Surprise qu’il soit possible de rencontrer quelqu’un connaissant quelqu’un, je racontai à Madame Mutine qu’entre dix et onze ans, j’avais écouté en boucle, sur cassette, l’album 1989… déjà ! Je connaissais par cœur plusieurs de ces chansons révolutionnaires, et j’avais entonné la plus belle sur une terrasse, avec mon cousin.

Catherine Ribeiro, m’expliqua-t-elle, était parfois mal à l’aise avec les textes de la Révolution française. Elle avait refusé certains passages ou avait achoppé là : quand même, la peine de mort !... « Mais je ne peux pas dire ça… » ou : « c’est trop violent. »

-Alors, reprit mon interlocutrice, je lui ai dit : mais avec tes convictions, tes engagements, à l’époque, tu aurais été avec eux ! » Et ça allait. »

      Cette dame était une femme politique d’expérience, pleine de sincérité, depuis longtemps au Parti Socialiste, et très amie de François Mitterrand.

« Bon, vous m’écrirez ? me dit-elle.

-  Oui. »

Ce fut une des rares fois de ma vie où je ne tins pas promesse. 

      Rentrée à la maison, je plongeai le nez dans une de ses brochures mitterrandienne ; elle achevait l’ouvrage en s’emportant contre « ce monde pourri par le fric ! » Je n’y vis qu’une révolte de carton-pâte.

 

*

 

      « Pas d’argent : facho ; ainsi, on fait moins de dépenses », a dit hier ma voisine, baissée contre un placard.

Catherine Ribeiro parlait autrement des gens à sec, c’était une autre époque : dans Tous les droits sont dans la nature, une chanson et jolie, et puissante, écrite en 1979, elle dit :

 le droit d’être pauvre /

 de toutes les richesses ;

Ce qu’il est possible de lire ainsi : l'humain existe, sans richesse, comme dans les histoires. Je suis dans le besoin, j’ai donc d’avantage soif de chaleur humaine, souvent cela rend plus sympa. Etant la totalité de mon histoire, j’ai beaucoup de choses à partager encore.
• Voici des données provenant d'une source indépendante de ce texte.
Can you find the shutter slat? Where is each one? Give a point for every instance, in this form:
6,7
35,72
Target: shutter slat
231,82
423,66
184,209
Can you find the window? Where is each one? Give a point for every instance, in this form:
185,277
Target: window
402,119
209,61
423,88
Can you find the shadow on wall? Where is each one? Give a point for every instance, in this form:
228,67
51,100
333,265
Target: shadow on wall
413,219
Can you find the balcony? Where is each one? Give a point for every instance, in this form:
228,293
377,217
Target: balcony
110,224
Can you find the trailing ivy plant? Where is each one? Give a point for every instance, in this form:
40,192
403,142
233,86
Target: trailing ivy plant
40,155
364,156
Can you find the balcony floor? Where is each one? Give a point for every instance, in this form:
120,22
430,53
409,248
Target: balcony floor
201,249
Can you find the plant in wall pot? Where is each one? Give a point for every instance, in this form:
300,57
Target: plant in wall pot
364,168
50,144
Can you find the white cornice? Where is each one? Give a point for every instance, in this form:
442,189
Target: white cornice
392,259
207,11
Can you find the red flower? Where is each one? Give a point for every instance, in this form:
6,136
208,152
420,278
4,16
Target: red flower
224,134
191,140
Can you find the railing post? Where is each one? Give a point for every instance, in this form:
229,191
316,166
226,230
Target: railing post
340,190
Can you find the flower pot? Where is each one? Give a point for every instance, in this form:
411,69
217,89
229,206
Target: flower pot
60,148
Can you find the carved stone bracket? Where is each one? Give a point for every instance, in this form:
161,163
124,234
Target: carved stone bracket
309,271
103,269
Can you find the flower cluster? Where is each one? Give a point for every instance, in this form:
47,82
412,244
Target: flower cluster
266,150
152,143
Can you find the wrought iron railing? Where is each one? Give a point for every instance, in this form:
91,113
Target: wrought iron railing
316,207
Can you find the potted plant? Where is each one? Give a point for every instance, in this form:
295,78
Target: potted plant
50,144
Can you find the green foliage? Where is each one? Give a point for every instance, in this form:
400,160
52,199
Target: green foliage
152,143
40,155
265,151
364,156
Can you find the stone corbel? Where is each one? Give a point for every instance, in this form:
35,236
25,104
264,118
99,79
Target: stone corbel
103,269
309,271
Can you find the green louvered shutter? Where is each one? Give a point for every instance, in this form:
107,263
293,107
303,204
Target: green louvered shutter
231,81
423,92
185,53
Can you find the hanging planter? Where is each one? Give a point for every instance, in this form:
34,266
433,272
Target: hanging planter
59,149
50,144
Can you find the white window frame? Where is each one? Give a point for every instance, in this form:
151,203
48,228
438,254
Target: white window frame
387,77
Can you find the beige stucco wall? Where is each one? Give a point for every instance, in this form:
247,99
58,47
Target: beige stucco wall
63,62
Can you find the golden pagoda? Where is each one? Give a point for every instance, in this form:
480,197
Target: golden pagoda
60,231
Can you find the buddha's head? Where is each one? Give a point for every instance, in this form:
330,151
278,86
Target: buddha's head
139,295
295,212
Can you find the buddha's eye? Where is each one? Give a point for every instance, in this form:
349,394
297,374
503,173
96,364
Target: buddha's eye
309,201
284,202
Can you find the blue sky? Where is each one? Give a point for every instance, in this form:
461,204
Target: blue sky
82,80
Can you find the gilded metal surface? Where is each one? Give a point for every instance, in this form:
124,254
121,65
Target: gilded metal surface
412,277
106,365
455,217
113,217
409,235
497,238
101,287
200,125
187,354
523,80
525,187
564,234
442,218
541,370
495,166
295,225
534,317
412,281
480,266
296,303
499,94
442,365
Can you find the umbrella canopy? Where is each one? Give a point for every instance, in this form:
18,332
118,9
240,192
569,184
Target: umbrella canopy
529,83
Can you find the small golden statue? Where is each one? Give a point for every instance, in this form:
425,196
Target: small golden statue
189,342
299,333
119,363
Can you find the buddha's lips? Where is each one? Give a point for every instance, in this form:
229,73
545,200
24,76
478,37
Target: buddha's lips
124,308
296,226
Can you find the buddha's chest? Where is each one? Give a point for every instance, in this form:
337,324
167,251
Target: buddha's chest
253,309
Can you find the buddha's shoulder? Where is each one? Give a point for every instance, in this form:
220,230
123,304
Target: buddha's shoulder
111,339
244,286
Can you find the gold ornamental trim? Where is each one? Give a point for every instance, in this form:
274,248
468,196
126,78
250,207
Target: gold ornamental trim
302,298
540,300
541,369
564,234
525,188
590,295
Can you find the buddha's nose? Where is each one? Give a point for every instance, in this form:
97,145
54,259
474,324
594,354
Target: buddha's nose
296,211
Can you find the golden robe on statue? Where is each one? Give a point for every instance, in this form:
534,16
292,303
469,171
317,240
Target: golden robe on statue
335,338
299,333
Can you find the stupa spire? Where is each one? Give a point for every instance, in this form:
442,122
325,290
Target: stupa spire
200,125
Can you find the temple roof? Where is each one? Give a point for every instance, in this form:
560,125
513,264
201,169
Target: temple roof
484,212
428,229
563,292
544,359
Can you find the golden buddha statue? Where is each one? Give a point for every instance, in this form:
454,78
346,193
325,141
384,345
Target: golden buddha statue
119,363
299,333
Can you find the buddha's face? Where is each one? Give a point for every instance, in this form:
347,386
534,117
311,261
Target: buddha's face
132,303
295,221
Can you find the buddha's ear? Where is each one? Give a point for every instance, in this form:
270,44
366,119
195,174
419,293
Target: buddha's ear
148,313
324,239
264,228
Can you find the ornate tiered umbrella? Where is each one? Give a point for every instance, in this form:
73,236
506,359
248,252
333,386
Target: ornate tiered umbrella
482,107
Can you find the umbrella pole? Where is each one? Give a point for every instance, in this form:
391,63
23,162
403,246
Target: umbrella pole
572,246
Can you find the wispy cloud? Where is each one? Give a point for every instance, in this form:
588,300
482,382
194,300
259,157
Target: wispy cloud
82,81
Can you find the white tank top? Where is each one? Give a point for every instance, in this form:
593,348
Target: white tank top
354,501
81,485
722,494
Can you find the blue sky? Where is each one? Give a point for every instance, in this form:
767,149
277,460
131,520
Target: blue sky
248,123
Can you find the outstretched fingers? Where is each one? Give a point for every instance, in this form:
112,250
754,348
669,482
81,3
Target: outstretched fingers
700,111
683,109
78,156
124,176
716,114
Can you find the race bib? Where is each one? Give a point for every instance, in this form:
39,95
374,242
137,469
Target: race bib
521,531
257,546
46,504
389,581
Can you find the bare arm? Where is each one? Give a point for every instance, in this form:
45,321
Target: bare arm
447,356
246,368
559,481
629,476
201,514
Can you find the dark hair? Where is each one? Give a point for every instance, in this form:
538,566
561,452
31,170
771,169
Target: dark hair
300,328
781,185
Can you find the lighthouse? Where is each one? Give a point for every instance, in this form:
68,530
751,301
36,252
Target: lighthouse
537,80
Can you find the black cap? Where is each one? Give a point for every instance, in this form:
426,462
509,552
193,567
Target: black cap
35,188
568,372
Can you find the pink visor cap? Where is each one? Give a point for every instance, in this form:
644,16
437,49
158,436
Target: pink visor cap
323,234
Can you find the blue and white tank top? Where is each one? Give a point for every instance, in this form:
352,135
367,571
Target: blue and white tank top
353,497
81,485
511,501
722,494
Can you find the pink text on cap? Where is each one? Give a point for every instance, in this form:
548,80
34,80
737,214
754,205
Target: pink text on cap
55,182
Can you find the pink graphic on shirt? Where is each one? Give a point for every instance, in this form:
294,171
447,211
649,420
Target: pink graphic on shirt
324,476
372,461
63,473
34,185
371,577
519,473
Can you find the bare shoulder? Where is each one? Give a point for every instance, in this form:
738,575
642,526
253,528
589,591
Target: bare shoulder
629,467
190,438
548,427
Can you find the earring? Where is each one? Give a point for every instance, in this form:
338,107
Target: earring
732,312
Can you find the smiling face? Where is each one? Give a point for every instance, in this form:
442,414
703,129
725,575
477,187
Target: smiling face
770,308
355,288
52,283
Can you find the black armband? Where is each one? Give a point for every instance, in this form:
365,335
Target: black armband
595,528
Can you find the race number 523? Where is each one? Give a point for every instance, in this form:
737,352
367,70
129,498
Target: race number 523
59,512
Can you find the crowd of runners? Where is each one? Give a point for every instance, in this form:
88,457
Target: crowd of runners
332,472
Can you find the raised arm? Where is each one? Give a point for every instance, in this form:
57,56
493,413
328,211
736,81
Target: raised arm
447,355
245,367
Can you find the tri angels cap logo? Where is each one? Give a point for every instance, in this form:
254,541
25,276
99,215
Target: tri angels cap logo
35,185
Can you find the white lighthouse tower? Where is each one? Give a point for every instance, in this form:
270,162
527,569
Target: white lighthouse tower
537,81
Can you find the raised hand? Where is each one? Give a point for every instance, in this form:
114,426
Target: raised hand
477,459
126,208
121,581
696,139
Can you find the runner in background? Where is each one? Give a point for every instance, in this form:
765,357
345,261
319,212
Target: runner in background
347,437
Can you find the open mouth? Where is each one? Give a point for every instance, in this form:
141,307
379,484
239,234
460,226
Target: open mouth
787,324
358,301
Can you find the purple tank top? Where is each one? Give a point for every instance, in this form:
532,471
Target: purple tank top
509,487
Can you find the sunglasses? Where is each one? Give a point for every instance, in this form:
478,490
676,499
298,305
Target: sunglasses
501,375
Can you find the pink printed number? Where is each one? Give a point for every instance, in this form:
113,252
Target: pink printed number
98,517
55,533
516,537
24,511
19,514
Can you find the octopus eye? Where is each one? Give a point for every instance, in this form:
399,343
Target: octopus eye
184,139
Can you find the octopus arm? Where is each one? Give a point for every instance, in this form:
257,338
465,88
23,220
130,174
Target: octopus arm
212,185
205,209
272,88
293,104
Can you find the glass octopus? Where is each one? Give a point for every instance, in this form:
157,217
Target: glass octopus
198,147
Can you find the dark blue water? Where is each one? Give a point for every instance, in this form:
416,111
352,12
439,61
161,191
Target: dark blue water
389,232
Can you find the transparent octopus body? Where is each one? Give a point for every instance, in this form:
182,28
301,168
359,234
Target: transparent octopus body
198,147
Les générations montantes sont sur Triton pour ce genre d’inclusion.

Catherine Ribeiro possède une voix tragique, propre aux époques grandes et terribles.

On n’entend plus beaucoup les voix de ces petites femmes socialistes, au tempérament énergique et trempé, à l’accent médiant, au timbre encore familier ; voix à la fois souples et portées, naturellement, à l’indignation.  

Un fonctionnaire qui garde son emploi, mais reste sans poste, est culpabilisé de recevoir son salaire ; il devrait rester sans droit, connaître la misère, se débrouiller…. Ce genre de réflexions sont devenues la manne ordinaire.

      L’étouffoir actuel était-il le véritable climat d’avant mai 68 ? Si se saluer, rêver et penser de façon personnelle était aussi suspecté qu’aujourd’hui, il était urgent de s’inventer une vie, en effet. Même caricaturale, elle n’était pas si mal, la voix de Madame Mutine.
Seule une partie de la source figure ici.